Telecom Clouds Drift Toward OpenStack

Rackspace CTO says VMware's move to join OpenStack plus market force will combine to push more telecom clouds into the open

September 13, 2012

3 Min Read
Telecom Clouds Drift Toward OpenStack

CHICAGO -- Cloud Connect -- Now that VMware Inc. (NYSE: VMW) has joined OpenStack, the open-source cloud management platform is expected to gain momentum as well among major telecom players operating their cloud subsidiaries, says the CTO of Rackspace , the company that helped develop OpenStack.

John Engates was here to encourage enterprise CIOs to become part of the OpenStack movement in his Tuesday keynote, but in an interview, he also stressed the reasons why big telecom needs to get adopt the open-source approach to cloud.

"I think now that VMware is part of OpenStack, that changes the rules," Engates says. VMware has been the vendor of choice for companies such as Verizon Terremark , a unit of Verizon Enterprise Solutions , and its embrace of OpenStack signals changes ahead. (See VMware Looks Into the Network.)

Already teams of developers from VMware and OpenStack have staged a hackathon to work out how Cloud Foundry, the open-platform initiative started by VMware, will work on top of OpenStack, Engates points out.

A handful of large carriers -- NTT Communications Corp. (NYSE: NTT), KT Corp. , AT&T Inc. (NYSE: T) and Deutsche Telekom AG (NYSE: DT) -- have joined OpenStack but more are expected.

As enterprises push for more open APIs into cloud platforms, both to ease the complexity of moving to the cloud and to prevent the dreaded vendor "lock-in," the pressure will mount on cloud operators of all kinds to embrace OpenStack, Engates maintains.

Another major strength of OpenStack is its ability to more easily enable hybrid cloud platforms -- the combination of public and cloud operations that appeal to larger enterprises looking to combine the savings of commodity public clouds for some operations with the security and control of private clouds for other apps.

Engates adds that U.S. operators are also quietly placing internal bets on open-source cloud computing, saying Rackspace counts the marketing organization of one major U.S. telecom player among its customers -- not surprisingly, he wouldn't name the company.

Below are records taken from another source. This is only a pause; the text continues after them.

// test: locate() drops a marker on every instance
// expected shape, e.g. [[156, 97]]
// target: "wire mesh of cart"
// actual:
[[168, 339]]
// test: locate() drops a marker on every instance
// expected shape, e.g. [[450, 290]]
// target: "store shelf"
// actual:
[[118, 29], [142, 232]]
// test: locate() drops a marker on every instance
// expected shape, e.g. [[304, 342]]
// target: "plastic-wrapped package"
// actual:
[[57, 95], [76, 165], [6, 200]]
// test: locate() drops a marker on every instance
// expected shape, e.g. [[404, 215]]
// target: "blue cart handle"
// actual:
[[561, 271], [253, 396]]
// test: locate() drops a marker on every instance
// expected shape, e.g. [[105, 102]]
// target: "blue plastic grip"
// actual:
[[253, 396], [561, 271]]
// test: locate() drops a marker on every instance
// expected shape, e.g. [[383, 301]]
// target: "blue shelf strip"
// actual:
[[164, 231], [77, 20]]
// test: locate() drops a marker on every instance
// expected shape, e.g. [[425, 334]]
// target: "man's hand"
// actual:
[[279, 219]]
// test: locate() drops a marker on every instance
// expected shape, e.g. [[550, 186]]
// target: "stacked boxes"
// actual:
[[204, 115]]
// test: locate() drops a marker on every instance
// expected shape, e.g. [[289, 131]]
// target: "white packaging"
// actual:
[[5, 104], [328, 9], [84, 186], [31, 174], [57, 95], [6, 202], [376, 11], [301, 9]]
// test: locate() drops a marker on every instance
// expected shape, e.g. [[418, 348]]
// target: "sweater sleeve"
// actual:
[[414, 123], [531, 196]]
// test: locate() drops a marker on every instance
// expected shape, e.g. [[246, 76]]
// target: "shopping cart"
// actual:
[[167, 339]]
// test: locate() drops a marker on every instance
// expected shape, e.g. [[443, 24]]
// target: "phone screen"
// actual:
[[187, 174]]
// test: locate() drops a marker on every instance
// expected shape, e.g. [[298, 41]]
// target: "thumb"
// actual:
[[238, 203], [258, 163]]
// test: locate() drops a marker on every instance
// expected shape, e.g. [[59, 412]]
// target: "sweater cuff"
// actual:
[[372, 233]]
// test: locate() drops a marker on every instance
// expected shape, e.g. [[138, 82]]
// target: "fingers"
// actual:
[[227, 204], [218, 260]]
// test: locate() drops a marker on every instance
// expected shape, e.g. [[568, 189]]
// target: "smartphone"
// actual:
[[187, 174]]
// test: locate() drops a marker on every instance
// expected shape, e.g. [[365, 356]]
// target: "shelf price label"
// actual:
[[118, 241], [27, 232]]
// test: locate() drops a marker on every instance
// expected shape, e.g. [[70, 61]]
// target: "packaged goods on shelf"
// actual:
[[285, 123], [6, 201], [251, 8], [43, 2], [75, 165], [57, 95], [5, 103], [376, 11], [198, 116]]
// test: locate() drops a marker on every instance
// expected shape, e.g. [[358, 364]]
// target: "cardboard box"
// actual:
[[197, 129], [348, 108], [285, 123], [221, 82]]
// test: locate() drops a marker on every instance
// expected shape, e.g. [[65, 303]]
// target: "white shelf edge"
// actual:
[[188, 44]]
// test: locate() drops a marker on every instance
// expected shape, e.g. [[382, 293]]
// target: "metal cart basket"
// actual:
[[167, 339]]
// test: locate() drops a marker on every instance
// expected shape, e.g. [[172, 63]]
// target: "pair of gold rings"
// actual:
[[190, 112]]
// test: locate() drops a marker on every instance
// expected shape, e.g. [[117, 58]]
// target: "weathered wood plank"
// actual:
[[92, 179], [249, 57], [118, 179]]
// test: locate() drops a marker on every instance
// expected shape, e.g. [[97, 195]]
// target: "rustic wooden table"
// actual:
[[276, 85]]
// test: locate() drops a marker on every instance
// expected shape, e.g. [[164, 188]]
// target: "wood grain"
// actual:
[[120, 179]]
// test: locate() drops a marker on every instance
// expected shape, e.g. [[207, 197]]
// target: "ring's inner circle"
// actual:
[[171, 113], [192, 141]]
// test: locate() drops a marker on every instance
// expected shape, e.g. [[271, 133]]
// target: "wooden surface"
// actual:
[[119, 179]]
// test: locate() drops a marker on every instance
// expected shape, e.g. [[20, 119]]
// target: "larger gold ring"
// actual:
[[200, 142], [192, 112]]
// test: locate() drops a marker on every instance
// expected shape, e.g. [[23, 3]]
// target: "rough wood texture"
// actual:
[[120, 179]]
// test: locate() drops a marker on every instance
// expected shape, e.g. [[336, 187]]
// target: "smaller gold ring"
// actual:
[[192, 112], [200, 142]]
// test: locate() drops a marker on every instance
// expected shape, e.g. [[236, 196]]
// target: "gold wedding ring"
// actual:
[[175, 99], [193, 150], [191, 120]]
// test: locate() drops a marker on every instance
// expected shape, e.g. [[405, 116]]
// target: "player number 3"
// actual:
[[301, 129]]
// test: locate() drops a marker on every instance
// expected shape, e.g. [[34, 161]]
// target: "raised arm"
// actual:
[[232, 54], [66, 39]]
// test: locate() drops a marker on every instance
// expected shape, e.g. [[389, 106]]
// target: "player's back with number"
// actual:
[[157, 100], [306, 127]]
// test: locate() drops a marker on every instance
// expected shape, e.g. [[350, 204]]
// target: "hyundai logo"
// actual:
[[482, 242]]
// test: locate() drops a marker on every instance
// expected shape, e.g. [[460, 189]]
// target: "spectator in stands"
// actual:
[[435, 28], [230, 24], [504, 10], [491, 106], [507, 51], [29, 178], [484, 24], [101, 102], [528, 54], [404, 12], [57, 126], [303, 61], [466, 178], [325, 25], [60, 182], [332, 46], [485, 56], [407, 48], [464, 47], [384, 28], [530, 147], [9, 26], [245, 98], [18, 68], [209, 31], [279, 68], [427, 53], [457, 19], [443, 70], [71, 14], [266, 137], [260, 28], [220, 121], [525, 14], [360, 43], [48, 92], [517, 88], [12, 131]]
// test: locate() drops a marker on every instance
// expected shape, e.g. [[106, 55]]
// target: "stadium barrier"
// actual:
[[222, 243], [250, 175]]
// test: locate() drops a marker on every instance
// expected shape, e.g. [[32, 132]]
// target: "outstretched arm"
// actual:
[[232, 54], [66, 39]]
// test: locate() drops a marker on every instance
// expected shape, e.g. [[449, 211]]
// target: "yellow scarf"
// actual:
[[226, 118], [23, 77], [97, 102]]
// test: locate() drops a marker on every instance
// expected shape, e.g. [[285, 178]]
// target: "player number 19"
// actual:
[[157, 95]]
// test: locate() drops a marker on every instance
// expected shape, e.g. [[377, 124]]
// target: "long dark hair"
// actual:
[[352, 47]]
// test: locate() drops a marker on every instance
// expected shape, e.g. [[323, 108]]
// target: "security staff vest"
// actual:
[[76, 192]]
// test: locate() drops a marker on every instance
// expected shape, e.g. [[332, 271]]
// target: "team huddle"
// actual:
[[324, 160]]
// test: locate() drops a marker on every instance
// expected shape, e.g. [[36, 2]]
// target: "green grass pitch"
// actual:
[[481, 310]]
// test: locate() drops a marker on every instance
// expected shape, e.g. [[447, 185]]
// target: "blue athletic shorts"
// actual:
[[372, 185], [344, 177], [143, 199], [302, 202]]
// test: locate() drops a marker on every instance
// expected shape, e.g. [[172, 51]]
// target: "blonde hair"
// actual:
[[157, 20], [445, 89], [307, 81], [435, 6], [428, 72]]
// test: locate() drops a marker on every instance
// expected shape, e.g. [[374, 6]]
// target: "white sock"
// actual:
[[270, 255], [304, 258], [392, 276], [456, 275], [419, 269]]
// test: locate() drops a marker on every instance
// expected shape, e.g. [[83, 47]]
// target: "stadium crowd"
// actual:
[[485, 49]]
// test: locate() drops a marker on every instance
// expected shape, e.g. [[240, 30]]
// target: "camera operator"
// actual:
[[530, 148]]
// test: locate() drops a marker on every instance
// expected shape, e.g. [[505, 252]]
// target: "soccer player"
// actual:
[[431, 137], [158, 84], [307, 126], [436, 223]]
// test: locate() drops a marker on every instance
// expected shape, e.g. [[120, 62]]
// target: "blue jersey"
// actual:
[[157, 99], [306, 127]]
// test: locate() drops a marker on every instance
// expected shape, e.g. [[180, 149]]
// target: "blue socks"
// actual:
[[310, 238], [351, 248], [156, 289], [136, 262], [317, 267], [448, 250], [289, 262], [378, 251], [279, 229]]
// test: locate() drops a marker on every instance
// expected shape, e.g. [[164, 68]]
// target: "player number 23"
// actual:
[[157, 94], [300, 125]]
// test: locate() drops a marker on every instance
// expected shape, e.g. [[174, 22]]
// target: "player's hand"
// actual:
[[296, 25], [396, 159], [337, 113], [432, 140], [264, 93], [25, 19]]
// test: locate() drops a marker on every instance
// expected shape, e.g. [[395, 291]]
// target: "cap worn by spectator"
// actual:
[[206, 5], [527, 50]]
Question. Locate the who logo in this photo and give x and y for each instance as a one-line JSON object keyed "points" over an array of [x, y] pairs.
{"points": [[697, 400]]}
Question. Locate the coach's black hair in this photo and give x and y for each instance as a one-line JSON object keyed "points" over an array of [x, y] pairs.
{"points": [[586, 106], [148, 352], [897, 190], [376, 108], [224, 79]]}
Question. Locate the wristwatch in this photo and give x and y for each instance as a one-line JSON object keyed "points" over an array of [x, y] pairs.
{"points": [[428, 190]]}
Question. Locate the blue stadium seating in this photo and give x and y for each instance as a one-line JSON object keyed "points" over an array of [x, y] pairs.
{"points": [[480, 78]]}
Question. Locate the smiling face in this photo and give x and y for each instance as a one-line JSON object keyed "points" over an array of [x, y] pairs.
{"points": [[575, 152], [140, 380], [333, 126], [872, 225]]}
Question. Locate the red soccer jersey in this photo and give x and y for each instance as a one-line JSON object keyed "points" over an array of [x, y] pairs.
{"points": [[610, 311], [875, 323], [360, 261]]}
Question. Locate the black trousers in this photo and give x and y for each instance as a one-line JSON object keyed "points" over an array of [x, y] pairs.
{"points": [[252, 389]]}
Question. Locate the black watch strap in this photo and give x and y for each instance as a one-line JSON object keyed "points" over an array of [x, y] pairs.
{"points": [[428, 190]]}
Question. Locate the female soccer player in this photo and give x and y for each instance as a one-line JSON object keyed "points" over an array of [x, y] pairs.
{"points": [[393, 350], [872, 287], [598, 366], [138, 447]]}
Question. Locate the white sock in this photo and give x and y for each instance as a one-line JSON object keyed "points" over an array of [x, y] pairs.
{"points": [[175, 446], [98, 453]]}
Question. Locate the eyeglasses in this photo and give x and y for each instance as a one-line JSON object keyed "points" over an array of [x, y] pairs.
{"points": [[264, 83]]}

While Rackspace continues to promote OpenStack and the open-source approach to cloud, its own cloud services business represents a classic case of "co-ompetion" with larger telecom cloud players. Rackspace buys bandwidth from the same telecom operators for which it is both a competitor and a supplier.

In the SMB market, which is increasingly a focus for telecom players of all types getting into cloud services, Rackspace will compete vigorously, promising a level of service and support that Engates believes telecom operators can't match.

"We don't see software or technology as the way to hold onto customers," he says. "And while telecom players are trying to bundle a lot of things together, we tell almost a completely different story. We have fanatical support. We serve a subset of customers who are willing to pay a little bit more for a different outcome and a much higher level of service and support."